Crusadina looked down, her tears falling upon the dirt, wetting the mixture of fine grains, decomposing vegetable matter and capybara shit. She tried to pump her energy around, but it refused to flow. She was now as useless as that motherfucker with the black puppy.
“No! I must bring down all walls! Their vertically ordered tyranny cannot stand!” She dramatized. “All walls. “
“Yeah, yeah, go through the five stages of grief if you want. I can wait.” Cutbastra was too busy stashing the fishing rod back into his pocket dimension to notice that, in a particular energy channel deep behind Crusadina’s right eye, a microscopic battering ramp was pummeling against the barrier. Cutbastra’s blockades were walls in her soul, and that was just unacceptable.

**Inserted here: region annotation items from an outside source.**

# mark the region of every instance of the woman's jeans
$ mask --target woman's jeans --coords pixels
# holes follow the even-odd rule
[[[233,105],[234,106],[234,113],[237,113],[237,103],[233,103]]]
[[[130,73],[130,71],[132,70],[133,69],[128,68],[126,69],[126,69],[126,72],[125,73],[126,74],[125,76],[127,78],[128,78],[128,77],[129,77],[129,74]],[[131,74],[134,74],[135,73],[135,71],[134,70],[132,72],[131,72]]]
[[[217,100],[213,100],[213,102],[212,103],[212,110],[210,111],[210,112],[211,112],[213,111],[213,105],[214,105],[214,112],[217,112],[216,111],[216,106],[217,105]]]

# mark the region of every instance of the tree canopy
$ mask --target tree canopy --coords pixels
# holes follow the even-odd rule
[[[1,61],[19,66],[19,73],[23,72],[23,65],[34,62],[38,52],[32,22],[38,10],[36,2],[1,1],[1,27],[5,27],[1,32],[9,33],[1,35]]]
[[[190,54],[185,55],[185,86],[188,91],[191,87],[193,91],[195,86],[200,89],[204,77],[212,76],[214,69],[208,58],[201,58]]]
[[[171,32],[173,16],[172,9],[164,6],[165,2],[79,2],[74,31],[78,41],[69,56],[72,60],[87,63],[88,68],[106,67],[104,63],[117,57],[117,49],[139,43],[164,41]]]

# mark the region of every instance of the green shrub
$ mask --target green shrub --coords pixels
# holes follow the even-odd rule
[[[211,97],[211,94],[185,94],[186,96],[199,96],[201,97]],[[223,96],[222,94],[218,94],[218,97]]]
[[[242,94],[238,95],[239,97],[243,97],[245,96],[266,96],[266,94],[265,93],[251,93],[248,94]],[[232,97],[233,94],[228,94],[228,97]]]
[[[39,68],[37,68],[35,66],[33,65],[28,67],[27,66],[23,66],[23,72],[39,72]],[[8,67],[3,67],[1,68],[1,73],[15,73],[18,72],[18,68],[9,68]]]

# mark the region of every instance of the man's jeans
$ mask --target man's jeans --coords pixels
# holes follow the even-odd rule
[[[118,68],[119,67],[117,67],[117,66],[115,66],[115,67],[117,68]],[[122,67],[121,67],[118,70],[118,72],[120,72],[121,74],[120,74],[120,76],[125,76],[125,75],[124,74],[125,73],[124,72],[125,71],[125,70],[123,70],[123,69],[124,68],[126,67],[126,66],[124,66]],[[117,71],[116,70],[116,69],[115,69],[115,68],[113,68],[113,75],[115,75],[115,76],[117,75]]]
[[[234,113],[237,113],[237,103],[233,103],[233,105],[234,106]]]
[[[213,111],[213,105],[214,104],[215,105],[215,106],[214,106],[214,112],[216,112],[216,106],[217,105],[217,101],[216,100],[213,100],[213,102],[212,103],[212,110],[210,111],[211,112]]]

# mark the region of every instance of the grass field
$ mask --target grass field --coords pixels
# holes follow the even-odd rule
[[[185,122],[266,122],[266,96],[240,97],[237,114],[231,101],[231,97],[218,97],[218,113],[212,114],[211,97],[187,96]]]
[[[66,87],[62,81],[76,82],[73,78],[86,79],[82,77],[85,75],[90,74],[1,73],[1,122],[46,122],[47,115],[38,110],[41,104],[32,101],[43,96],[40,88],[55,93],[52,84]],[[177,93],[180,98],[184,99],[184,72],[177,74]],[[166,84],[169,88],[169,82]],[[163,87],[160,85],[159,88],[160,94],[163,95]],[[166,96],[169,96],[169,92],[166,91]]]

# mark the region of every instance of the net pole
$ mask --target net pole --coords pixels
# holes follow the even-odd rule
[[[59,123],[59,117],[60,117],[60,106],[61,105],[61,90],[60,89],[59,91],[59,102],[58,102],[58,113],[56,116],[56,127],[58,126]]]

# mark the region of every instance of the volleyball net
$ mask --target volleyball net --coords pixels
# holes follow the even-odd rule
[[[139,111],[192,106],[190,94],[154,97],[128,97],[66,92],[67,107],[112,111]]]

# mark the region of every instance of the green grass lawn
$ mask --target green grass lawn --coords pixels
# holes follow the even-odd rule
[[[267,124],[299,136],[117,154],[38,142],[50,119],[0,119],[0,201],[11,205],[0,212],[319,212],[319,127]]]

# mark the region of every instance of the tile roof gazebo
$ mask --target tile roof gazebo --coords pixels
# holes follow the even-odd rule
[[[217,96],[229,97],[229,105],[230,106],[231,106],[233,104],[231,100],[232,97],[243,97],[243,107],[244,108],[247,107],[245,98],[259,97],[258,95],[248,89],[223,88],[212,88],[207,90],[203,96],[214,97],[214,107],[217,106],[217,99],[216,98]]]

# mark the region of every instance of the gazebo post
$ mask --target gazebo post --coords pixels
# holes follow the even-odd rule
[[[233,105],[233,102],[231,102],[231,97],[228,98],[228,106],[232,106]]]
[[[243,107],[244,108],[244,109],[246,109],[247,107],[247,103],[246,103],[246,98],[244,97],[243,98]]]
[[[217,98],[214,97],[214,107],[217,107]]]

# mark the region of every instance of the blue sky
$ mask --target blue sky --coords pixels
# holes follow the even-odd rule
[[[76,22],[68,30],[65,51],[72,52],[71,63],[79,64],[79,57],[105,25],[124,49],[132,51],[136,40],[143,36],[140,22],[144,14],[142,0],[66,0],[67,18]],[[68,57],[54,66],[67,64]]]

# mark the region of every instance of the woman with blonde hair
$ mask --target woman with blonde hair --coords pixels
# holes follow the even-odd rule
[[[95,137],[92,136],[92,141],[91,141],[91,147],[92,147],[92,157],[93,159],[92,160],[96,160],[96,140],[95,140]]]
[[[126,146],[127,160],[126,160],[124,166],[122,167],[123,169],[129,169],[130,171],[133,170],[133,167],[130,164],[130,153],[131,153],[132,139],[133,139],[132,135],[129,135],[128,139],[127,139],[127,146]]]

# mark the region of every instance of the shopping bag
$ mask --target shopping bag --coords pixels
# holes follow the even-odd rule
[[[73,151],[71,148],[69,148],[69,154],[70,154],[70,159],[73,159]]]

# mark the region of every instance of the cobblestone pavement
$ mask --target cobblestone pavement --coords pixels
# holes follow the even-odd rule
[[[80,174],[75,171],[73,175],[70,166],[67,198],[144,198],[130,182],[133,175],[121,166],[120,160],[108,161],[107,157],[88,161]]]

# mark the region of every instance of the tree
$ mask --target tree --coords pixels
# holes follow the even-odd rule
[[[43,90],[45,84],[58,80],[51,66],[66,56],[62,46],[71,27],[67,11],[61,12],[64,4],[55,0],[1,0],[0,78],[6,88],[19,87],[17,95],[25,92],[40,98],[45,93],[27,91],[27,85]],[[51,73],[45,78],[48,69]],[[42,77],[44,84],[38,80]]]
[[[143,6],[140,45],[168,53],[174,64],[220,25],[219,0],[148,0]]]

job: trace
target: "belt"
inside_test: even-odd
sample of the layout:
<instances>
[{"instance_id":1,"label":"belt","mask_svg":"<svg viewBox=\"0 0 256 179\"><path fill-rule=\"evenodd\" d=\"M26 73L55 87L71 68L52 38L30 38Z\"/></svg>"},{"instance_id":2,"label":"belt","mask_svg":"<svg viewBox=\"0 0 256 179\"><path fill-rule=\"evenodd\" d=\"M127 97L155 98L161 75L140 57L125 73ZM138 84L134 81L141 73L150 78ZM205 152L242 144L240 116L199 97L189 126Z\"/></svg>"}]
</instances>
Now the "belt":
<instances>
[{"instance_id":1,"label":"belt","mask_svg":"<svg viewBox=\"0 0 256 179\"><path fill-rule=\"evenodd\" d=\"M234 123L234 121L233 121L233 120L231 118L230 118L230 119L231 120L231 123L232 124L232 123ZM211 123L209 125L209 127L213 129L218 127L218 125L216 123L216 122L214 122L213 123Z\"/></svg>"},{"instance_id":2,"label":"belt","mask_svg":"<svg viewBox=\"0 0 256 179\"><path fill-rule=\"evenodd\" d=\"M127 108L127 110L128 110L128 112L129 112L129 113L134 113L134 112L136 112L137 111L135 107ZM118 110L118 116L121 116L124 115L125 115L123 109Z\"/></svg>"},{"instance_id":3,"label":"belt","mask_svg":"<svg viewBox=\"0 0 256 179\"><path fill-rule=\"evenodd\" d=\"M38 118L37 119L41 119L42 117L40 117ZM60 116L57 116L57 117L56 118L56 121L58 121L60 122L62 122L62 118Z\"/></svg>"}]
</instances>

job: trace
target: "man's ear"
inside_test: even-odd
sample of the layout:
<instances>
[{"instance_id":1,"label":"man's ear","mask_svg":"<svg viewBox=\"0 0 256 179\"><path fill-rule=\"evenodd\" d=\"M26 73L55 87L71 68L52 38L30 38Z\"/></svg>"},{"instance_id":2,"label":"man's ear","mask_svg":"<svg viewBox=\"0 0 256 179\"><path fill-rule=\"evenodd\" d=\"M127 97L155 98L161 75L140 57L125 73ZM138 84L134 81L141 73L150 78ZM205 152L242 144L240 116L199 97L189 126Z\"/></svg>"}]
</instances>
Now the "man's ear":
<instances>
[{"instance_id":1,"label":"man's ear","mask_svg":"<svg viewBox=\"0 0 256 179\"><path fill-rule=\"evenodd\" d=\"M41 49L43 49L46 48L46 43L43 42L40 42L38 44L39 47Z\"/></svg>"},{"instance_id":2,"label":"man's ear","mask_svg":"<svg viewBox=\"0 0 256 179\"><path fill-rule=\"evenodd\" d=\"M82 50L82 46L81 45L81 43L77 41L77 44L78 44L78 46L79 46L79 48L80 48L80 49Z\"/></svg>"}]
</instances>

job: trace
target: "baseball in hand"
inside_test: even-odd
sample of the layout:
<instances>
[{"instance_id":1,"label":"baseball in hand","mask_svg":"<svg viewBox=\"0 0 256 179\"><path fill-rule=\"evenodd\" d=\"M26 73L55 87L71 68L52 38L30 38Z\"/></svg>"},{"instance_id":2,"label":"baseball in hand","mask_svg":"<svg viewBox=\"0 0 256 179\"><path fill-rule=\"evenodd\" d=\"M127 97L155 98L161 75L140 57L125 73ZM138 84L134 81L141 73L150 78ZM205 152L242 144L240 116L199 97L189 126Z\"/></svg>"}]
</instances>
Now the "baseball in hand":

Soon the first needle fell, with some trillions to go. The instant after, three more needles fell, and then nine, and then twenty-seven…
“Every. Single. Wall,” Crusadina declared, smirking. Her pupils began changing shape again, going from their round, natural shape they had when not irrigated with vital energy to that of the face of the most powerful siege engine that would ever exist: Crusadina herself. Little versions of her sprouted form the catapults and rams and cannons inside her soul and punched, bit and kicked down the walls. And as they fell, crusadina giggled, for she was breaking through yet again.
But this time she betrayed no shine. There was no excess of energy as she reached the Universal One-Girl-One-Vote-Zero-Walls Absolutism stage.
“Hey, sir, I have reconsidered,” she said, approaching with her eyes closed and her hands behind her back.
Cutbastra turned with a genuine smile and examined her face. “You are bad at lying, lass.”
“About my intentions, sure,” Crusadina disappeared form Cutbastra’s sight, and he turned just in time to watch the pair of tensed fingers aiming between his eyes. “About my power, not so much.”
“Cariogamy,” Cutbastra cursed Jaggerianingly.
And like that, Crusadina Finger-Flicked Cutbastra away, sending him flying in direction to the mountain range.